The use of subjective mode (--tune=0) often results in an image with greater sharpness and is intended to produce a result that appears to humans to be of high quality (as opposed to doing well on basic objective measures, such as PSNR).

Multi-Pass Encoding

Some encoder features benefit from or require the use of a multi-pass encoding approach. In SVT-AV1, in general, multi-pass encoding is useful for achieving a target bitrate when using VBR (variable bit rate) encoding, although both one-pass and multi-pass modes are supported.

When using CRF (constant visual rate factor) mode, multi-pass encoding is designed to improve quality for corner case videos--it is particularly helpful in videos with high motion because it can adjust the prediction structure (to use closer references, for example). Multi-pass encoding, therefore, can be said to have an impact on quality in CRF mode, but is not critical in most situations. In general, multi-pass encoding is not as important for SVT-AV1 in CRF mode than it is for some other encoders.

CBR (constant bit rate) encoding is always one-pass.

Bitrate Control Modes

SVT-AV1 supports three general approaches to controlling the bitrate.
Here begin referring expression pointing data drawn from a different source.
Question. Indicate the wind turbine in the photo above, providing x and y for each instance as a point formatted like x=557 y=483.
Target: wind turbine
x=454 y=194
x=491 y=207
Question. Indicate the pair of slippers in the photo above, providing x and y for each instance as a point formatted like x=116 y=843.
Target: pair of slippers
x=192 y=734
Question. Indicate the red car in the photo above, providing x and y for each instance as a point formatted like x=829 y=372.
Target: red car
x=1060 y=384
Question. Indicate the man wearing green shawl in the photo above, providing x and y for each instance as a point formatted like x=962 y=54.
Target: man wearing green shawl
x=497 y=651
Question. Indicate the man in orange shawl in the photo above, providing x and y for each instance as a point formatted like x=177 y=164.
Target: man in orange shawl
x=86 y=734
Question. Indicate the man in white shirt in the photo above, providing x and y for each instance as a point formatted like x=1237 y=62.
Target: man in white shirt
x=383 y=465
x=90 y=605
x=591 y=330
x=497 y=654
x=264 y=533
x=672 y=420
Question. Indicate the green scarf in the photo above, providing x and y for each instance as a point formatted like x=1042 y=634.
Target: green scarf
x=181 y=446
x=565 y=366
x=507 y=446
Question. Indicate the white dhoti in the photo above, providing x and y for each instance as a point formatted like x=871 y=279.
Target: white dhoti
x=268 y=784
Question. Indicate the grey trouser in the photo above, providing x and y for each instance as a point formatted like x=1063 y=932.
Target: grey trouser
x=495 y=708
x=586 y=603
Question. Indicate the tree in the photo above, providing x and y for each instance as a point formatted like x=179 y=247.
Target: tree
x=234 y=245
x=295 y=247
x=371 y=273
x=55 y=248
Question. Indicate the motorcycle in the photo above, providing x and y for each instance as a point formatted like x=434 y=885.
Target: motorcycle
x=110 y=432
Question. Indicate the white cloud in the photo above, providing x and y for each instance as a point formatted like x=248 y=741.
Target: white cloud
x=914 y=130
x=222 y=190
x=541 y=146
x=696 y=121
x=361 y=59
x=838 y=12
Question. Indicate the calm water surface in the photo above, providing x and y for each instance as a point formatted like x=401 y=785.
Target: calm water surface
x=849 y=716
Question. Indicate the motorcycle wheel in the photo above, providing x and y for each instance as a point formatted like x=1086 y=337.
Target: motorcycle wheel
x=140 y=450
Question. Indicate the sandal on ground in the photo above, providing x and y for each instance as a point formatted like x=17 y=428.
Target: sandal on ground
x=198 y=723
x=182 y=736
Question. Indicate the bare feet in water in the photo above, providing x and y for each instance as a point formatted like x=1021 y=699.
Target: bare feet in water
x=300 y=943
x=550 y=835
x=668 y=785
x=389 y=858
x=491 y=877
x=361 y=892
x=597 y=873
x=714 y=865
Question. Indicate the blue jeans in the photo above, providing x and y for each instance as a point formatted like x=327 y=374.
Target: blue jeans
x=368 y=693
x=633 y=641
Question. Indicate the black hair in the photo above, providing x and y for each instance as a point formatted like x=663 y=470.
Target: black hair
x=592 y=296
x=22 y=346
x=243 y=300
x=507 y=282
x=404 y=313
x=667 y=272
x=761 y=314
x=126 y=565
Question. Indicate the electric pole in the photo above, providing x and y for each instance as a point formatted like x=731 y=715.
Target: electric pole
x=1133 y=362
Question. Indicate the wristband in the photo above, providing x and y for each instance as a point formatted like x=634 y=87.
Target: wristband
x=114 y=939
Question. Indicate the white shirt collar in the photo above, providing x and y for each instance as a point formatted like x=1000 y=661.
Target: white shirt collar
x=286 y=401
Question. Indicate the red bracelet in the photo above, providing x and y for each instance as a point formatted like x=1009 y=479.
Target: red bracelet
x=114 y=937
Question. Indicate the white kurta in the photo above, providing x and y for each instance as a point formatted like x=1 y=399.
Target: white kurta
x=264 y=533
  • In CBR (constant bit rate) mode, the target bitrate is forced at all times. This results in a predictable file size, but inefficient use of space as simple scenes get too many bits and complex scenes get too few. Use --rc=2 for this mode.
  • In VBR (variable bit rate) mode, a target bitrate it set, but the effective bitrate can vary above and below the target. Use --rc=1 to enable VBR mode and set the flexibility of the effective bitrate using --bias-pct. A value closer to zero makes the encode behave more like a CBR encode, while a value closer to 100 gives it greater flexibility. In the VBR mode, the rate control algorithm matches the rate over the sequence. Use --gop-constraint-rc 1 to enable rate matching over each gop. This feature is currently supported with VBR mode when Gop size is greater than 119.
  • CRF (constant rate factor) mode targets a constant visual quality. This approach leads to a favorable visual quality for a given file size and is recommended for applications where a target bitrate is not necessary, such as in a home environment. Set --rc=0 to use this method.

Notes

The feature settings that are described in this document were compiled at v1.8.0 of the code and may not reflect the current status of the code. The description in this document represents an example showing how features would interact with the SVT architecture. For the most up-to-date settings, it's recommended to review the section of the code implementing this feature.